Cruralispennia was referred to Enantiornithes in the taxon's description due to various features of the humerus, a lack of procoracoid processes, and a long acromion process of the scapula. A phylogenetic analysis recovered Cruralispennia as a moderately advanced enantiornithean, more derived than basal members of the clade such as Protopteryx and pengornithids. Some of the derived features present within Cruralispennia include a reduced fibula and a short hand. However, the presence of a short, plow-shaped pygostyle in IVPP 21711 shows that Cruralispennia had some derived features which were very different from other enantiornitheans.

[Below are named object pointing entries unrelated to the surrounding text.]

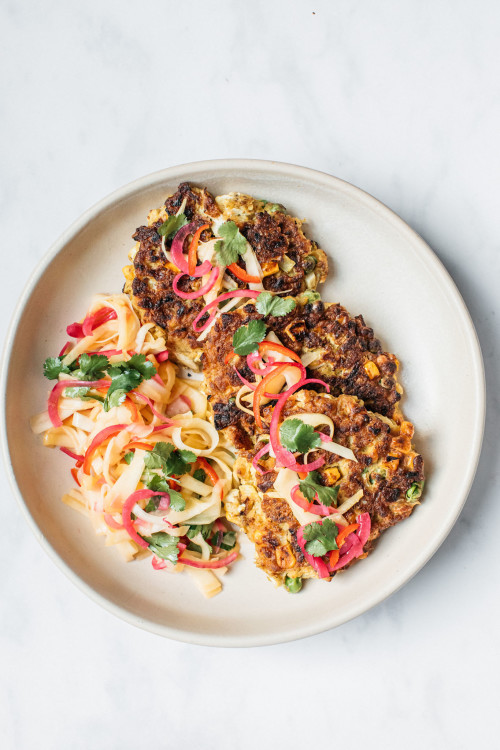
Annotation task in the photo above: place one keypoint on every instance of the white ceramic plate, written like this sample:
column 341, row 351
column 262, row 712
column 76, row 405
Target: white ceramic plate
column 378, row 267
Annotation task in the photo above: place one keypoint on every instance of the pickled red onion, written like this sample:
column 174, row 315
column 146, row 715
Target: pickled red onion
column 315, row 562
column 214, row 275
column 180, row 259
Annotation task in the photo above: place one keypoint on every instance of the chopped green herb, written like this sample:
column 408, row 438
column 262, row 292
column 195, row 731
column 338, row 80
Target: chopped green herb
column 295, row 435
column 228, row 540
column 200, row 475
column 91, row 367
column 269, row 304
column 205, row 529
column 310, row 263
column 414, row 492
column 293, row 584
column 271, row 208
column 163, row 545
column 171, row 226
column 310, row 487
column 231, row 245
column 320, row 538
column 53, row 367
column 247, row 338
column 309, row 296
column 125, row 376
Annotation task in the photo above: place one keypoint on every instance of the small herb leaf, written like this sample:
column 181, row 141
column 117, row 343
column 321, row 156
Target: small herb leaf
column 247, row 338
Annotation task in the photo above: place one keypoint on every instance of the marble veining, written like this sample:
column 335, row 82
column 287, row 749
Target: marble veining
column 401, row 99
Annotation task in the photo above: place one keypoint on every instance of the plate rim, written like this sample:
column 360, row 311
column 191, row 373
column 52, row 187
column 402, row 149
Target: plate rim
column 302, row 174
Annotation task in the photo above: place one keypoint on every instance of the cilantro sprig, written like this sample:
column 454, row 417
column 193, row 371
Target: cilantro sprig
column 231, row 245
column 161, row 464
column 268, row 304
column 171, row 226
column 295, row 435
column 163, row 545
column 310, row 487
column 125, row 376
column 320, row 537
column 247, row 338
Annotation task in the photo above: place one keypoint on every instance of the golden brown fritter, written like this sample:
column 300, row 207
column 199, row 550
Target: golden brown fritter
column 349, row 359
column 276, row 238
column 388, row 470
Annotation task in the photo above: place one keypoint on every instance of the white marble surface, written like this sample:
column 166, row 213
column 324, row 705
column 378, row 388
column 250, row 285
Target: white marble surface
column 400, row 98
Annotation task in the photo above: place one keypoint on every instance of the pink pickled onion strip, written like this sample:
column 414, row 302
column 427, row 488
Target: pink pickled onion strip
column 55, row 395
column 299, row 499
column 282, row 455
column 318, row 508
column 214, row 275
column 365, row 525
column 127, row 510
column 315, row 562
column 111, row 522
column 265, row 449
column 108, row 352
column 98, row 439
column 177, row 250
column 213, row 304
column 253, row 386
column 80, row 330
column 354, row 551
column 158, row 564
column 72, row 455
column 212, row 564
column 155, row 411
column 254, row 357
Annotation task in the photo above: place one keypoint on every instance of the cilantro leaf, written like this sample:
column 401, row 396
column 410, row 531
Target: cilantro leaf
column 177, row 502
column 310, row 487
column 163, row 545
column 200, row 475
column 204, row 528
column 320, row 537
column 172, row 225
column 172, row 461
column 141, row 364
column 125, row 376
column 231, row 246
column 310, row 296
column 247, row 338
column 91, row 367
column 76, row 392
column 53, row 367
column 228, row 540
column 297, row 436
column 124, row 382
column 269, row 304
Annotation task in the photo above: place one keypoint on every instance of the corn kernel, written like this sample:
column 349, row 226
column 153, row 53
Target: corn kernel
column 371, row 369
column 128, row 272
column 268, row 268
column 333, row 475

Cruralispennia seemingly belongs to a previously undiscovered ancient lineage of enantiornitheans which had convergently evolved many ornithuromorph-like features. In addition, the presence of such a derived genus so early in the Cretaceous is evidence that the family tree of ornithothoraces is older than currently known fossils suggest. [1]

Paleobiology

A histological study of IVPP 21711's humerus found no lines of arrested growth present within the bone. This is evidence that IVPP 21711 died within one season. However, due to the bone having both an inner and outer layer, IVPP 21711 was believed to have died near adulthood. These factors are support for the idea that individuals of Cruralispennia grew quickly, reaching adult size in less than a year. This is in contrast with other enantiornitheans, which are believed to have grown slowly, taking several years to reach adulthood. Cruralispennia's growth strategies were more similar to those of Confusciusornis and ornithuromorphs, although slightly slower. [1]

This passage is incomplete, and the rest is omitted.